Still, while 57 percent of U.S. companies have lowered their inventories, 43 percent are carrying the same amount or even more than they did five years ago, according to a recent survey by the consulting firm KPMG Peat Marwick and the University of Tennessee. What’s the harm in overstocking? Overstocking can lead to:
Illiquidity – Ironically, the reason companies ought to manage inventories like cash is because inventory is not like cash. It’s less liquid. Tying up too much cash in raw materials, work in progress, or finished products could be detrimental to your company’s cash flow.
Markdowns – Companies that overstock must generally mark down their prices to move merchandise. For instance, fashion is constantly changing. A retailer that stocks too much of last year’s styles won’t be able to move that merchandise unless it slashes prices. Obviously, this cuts into profits. On the days immediately following Christmas, you can tell which stores overstocked inventories based on the after-Christmas sales. A store that has to slash prices 40 percent, 50 percent, even 60 percent clearly got it wrong.
Obsolescence – Overstocking is an especially dangerous proposition for technology-oriented companies. For instance, imagine you work for a computer maker that overstocked PCs that ran on Intel’s 486 micro-processing chip. Once PCs with Pentium or Pentium II chips hit the market, all of those extra computers in your warehouse became virtually worthless.
Building in Cushion:
Despite concerns about overstocking inventory, many companies order a few more finished goods than are necessary. They refer to these as safety stock. Safety stock offers some protection should there be delays in future inventory deliveries, or if some of the goods in stock are damaged.
The Risks of Having Too Little Inventory
Under-stocking can be just as dangerous. If your company under-stocks its inventory, it runs the risk of:
Missing out on sales – A company cannot sell what it does not have in stock. Our example with Phil’s Grocery Store illustrates this point.

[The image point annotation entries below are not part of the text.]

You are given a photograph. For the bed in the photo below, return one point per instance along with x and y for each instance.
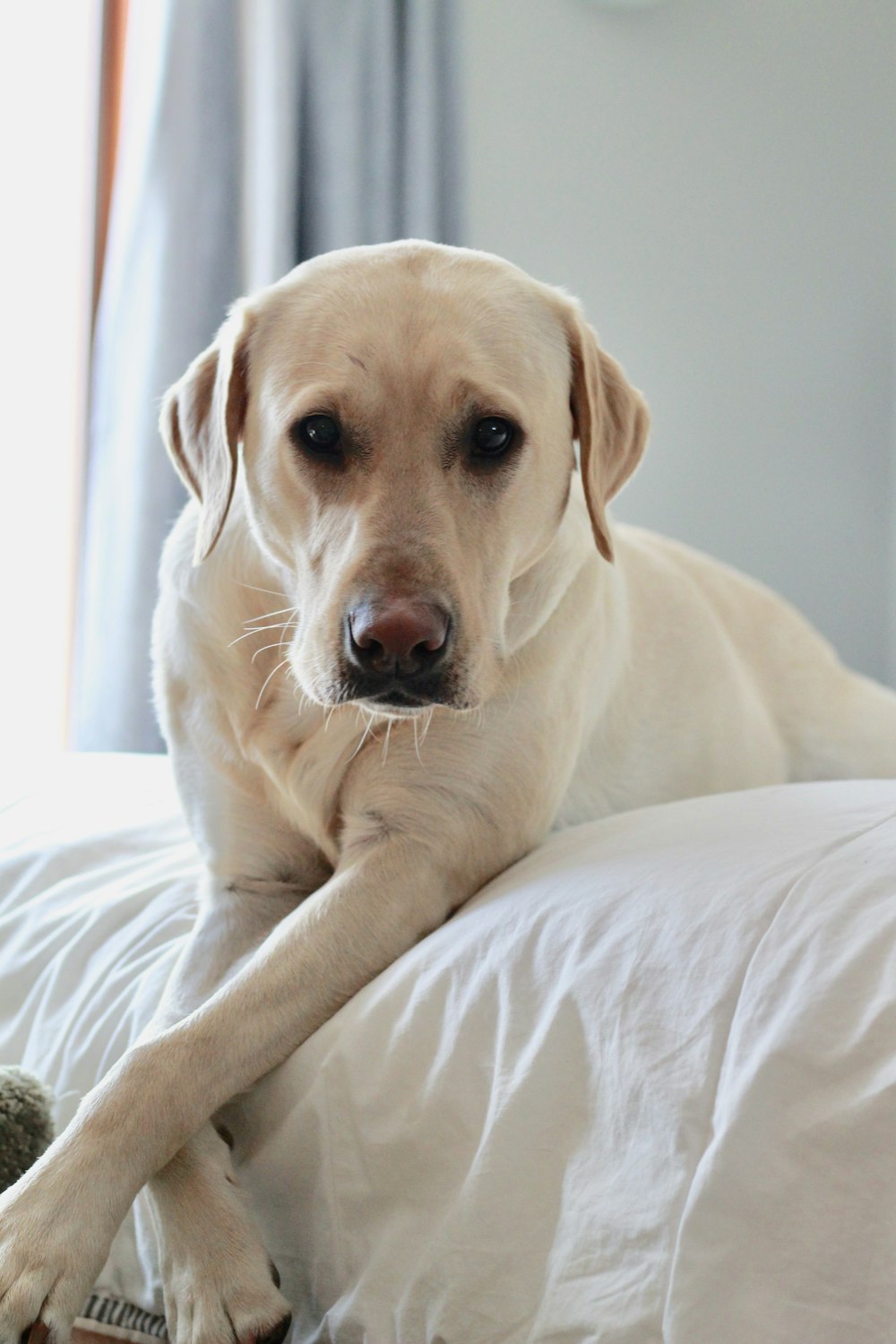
(641, 1089)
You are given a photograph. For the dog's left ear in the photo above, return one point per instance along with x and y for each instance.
(202, 424)
(610, 421)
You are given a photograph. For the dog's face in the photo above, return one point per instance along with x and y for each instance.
(408, 417)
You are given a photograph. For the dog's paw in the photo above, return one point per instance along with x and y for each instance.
(51, 1252)
(225, 1303)
(220, 1284)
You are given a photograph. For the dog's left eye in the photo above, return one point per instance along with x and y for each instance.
(319, 435)
(492, 437)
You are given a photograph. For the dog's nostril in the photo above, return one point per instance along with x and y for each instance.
(400, 636)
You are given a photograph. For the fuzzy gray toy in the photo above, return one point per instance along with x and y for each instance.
(26, 1123)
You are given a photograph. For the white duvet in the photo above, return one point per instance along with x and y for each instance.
(641, 1089)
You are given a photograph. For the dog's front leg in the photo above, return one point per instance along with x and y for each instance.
(217, 1274)
(58, 1222)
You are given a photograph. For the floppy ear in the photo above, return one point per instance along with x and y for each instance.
(202, 424)
(610, 421)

Missing out on favorable prices – On occasion, companies can secure better prices by buying sooner rather than later. For instance, starting in 1994, coffee companies that didn’t build up their inventories paid for it dearly as coffee prices soared more than doubling in the subsequent three years. In some cases, having just enough inventory is tantamount to having too little.

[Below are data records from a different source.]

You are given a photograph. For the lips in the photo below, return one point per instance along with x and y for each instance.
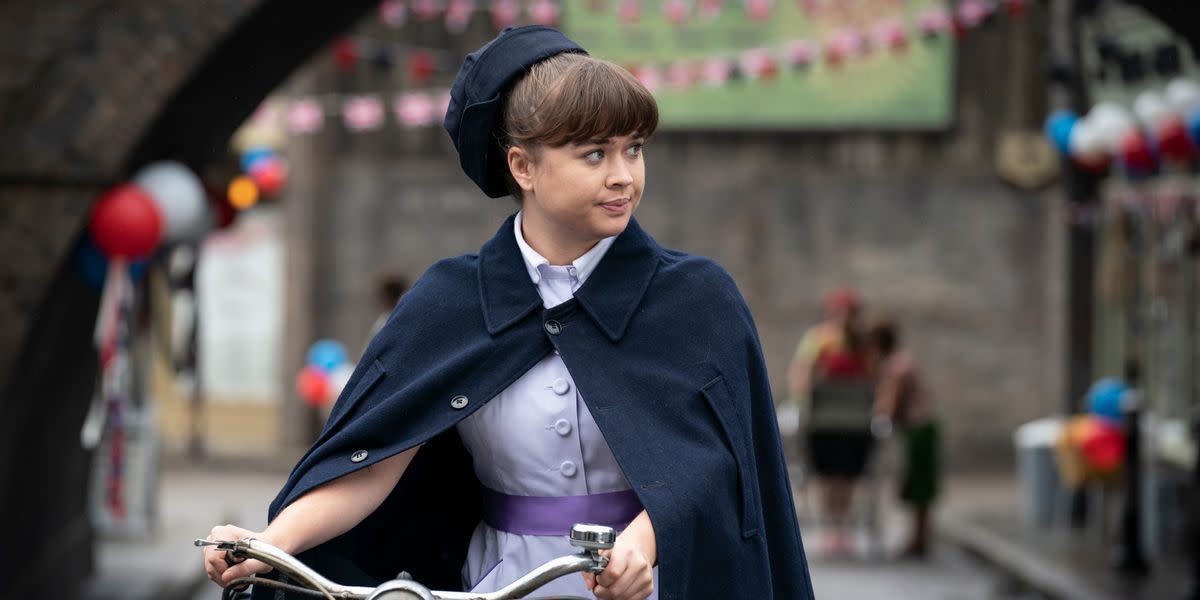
(617, 205)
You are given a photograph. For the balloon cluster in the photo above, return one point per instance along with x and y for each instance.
(264, 174)
(1161, 127)
(325, 373)
(163, 203)
(1097, 445)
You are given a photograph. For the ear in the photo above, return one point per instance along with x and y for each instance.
(521, 165)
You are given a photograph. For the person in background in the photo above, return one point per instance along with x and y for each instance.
(390, 286)
(903, 400)
(833, 351)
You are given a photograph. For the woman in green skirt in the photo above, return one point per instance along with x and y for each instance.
(903, 399)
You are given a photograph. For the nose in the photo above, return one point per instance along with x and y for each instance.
(619, 175)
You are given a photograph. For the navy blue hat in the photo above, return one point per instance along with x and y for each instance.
(475, 99)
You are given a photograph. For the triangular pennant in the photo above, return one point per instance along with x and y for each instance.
(305, 115)
(363, 113)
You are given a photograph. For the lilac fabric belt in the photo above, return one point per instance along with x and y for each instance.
(555, 515)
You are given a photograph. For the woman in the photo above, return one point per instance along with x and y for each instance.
(901, 399)
(833, 354)
(573, 371)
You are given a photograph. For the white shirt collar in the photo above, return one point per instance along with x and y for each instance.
(537, 263)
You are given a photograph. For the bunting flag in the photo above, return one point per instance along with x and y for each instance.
(544, 12)
(459, 13)
(711, 9)
(677, 12)
(629, 11)
(715, 72)
(414, 109)
(426, 10)
(504, 13)
(305, 115)
(393, 13)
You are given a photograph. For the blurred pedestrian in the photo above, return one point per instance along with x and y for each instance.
(903, 401)
(833, 355)
(389, 287)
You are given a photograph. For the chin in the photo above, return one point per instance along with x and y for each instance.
(613, 226)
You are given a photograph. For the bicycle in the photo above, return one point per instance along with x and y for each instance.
(592, 539)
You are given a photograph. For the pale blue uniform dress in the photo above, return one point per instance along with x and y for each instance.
(538, 438)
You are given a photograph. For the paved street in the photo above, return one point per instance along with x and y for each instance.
(193, 499)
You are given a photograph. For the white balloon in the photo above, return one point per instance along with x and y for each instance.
(1182, 94)
(1110, 121)
(1151, 107)
(1085, 142)
(337, 379)
(180, 198)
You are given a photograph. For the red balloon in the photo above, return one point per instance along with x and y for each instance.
(223, 214)
(1103, 447)
(270, 174)
(312, 385)
(1135, 153)
(125, 222)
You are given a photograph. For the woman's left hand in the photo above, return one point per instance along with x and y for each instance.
(630, 571)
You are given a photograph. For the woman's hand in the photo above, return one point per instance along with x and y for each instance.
(217, 562)
(630, 571)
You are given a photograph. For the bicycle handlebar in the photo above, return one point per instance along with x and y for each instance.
(589, 538)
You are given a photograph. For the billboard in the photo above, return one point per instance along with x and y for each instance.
(790, 64)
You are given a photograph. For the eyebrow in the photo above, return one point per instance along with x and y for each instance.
(604, 142)
(599, 142)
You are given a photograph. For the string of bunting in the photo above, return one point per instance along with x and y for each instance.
(424, 107)
(457, 13)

Missing out on discounts – Often, companies that buy raw materials, component parts, or finished products in large quantities can secure discounts from their suppliers. Companies that stock too little or even just enough of these goods run the risk of missing out on these price breaks. Also, companies that place large orders infrequently, rather than small orders frequently, can reduce shipping and clerical costs.
Losing consumer loyalty – If your company consistently under-stocks what customers want, it runs the risk of losing their future business.

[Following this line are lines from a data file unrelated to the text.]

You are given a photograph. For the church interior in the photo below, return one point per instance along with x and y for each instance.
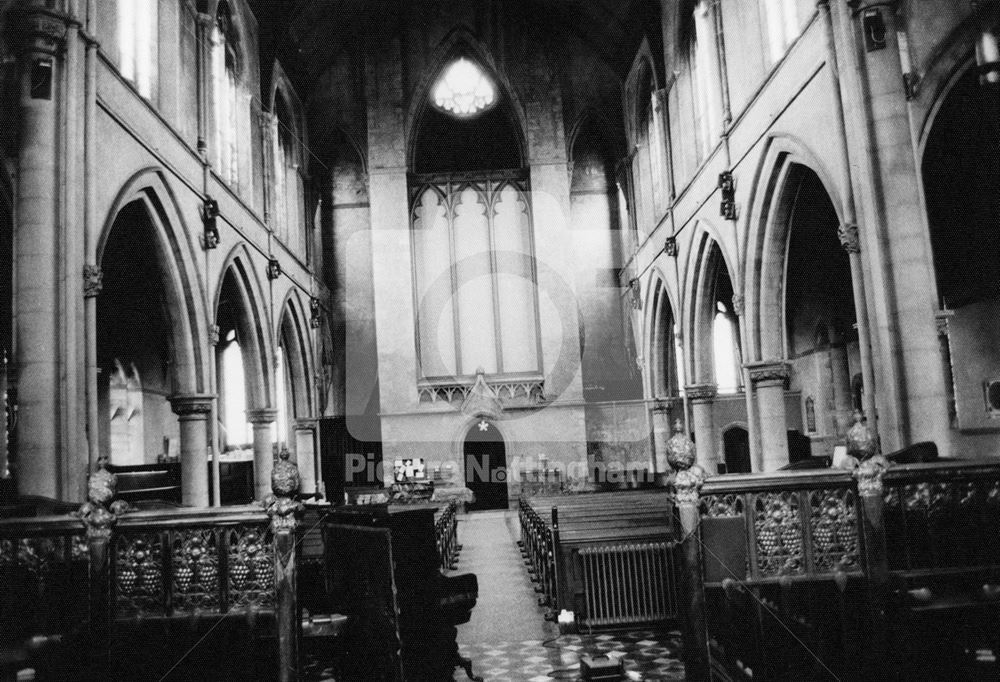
(500, 339)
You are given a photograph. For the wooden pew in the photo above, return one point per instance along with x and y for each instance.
(606, 557)
(827, 575)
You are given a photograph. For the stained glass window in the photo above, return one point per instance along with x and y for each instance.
(463, 89)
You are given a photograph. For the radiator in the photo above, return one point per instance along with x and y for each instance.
(628, 584)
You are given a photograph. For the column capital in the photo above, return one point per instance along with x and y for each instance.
(263, 415)
(42, 30)
(192, 406)
(848, 235)
(307, 423)
(769, 372)
(93, 277)
(701, 393)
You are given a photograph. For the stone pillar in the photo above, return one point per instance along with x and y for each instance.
(913, 400)
(305, 452)
(702, 397)
(661, 434)
(769, 378)
(37, 304)
(263, 449)
(193, 412)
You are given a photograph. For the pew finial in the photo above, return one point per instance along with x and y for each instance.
(281, 504)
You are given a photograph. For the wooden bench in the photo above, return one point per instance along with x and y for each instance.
(606, 557)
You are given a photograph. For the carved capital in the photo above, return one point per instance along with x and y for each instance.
(93, 278)
(281, 504)
(848, 234)
(194, 406)
(42, 30)
(769, 373)
(262, 416)
(869, 475)
(701, 393)
(687, 485)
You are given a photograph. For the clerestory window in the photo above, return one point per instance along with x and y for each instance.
(137, 43)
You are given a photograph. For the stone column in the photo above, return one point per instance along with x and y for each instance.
(37, 303)
(305, 452)
(263, 449)
(769, 378)
(193, 412)
(702, 397)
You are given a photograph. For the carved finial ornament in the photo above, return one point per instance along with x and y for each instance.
(869, 475)
(99, 514)
(93, 278)
(687, 485)
(848, 234)
(281, 504)
(680, 448)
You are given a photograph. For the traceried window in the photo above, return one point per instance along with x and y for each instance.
(704, 73)
(463, 89)
(475, 283)
(782, 19)
(725, 350)
(137, 43)
(226, 97)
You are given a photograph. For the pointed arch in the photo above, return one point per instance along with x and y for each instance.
(706, 264)
(784, 160)
(461, 41)
(661, 324)
(252, 323)
(183, 286)
(293, 335)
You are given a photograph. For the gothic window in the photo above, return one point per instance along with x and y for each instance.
(474, 272)
(725, 350)
(782, 20)
(463, 89)
(226, 97)
(137, 43)
(237, 431)
(704, 79)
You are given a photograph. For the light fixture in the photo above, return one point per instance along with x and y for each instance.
(987, 49)
(273, 268)
(314, 313)
(209, 212)
(727, 186)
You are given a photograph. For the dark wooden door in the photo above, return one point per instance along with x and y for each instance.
(486, 466)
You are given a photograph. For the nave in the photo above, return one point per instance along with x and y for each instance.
(508, 638)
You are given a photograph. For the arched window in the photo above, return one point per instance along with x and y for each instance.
(237, 431)
(474, 271)
(137, 43)
(704, 77)
(226, 96)
(280, 434)
(782, 20)
(288, 219)
(725, 350)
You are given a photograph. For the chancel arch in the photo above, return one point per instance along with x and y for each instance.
(244, 362)
(150, 392)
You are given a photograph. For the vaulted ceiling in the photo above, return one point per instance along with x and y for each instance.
(306, 34)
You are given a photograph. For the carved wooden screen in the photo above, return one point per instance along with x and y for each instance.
(474, 275)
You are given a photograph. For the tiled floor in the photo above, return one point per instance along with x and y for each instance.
(508, 639)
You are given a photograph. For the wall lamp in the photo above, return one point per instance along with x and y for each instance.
(209, 212)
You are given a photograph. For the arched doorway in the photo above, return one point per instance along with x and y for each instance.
(485, 455)
(736, 446)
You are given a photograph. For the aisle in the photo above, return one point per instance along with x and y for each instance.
(507, 609)
(507, 637)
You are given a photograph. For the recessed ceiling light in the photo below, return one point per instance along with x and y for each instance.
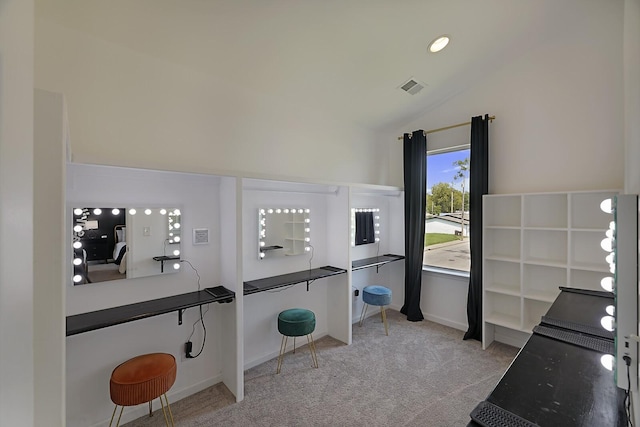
(438, 44)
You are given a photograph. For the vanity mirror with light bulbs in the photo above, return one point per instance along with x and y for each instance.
(283, 232)
(124, 243)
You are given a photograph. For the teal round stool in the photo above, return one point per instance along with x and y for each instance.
(297, 322)
(376, 295)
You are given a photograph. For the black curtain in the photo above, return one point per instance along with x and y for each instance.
(415, 200)
(479, 185)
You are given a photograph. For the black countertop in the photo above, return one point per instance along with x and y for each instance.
(93, 320)
(273, 282)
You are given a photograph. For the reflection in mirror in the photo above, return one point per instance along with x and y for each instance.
(365, 226)
(283, 231)
(120, 243)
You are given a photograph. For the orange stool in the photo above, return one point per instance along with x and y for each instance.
(142, 379)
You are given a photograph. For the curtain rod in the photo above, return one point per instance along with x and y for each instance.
(491, 119)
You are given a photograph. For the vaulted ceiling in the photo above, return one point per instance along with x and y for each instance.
(347, 58)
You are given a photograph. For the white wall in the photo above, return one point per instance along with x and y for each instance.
(558, 108)
(558, 127)
(49, 253)
(91, 356)
(631, 114)
(130, 109)
(17, 322)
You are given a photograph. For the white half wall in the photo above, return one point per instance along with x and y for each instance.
(17, 325)
(92, 356)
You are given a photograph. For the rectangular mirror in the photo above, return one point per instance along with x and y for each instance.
(365, 226)
(124, 243)
(283, 231)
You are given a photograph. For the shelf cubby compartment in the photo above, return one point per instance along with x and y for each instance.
(587, 279)
(502, 211)
(502, 277)
(586, 252)
(541, 282)
(502, 244)
(533, 310)
(545, 247)
(586, 212)
(545, 210)
(502, 310)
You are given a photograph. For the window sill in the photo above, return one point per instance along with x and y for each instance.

The Pros and Cons of Just-in-Time:
While just-in-time inventory control helps companies maintain their liquidity, some companies that have used it have been burned. For instance, newspaper companies that purchased newsprint back in 1993 on a just-in-time basis saw prices more than double over the course of the next two years. Therefore, by stocking just enough inventories, they were forced to buy newsprint at higher costs. It’s also a problem if something ”takes off”, as when Oprah announces her book club selection.
In addition to knowing how much inventory to stock, your company must also determine how much inventory to purchase at a time. For instance: there are those who believe companies ought to place several small orders for inventory throughout the year, rather than one large order. Obviously, by placing several small orders, your company can monitor its use of inventory as the year progresses and order just enough. However, the incremental approach tends to be more expensive.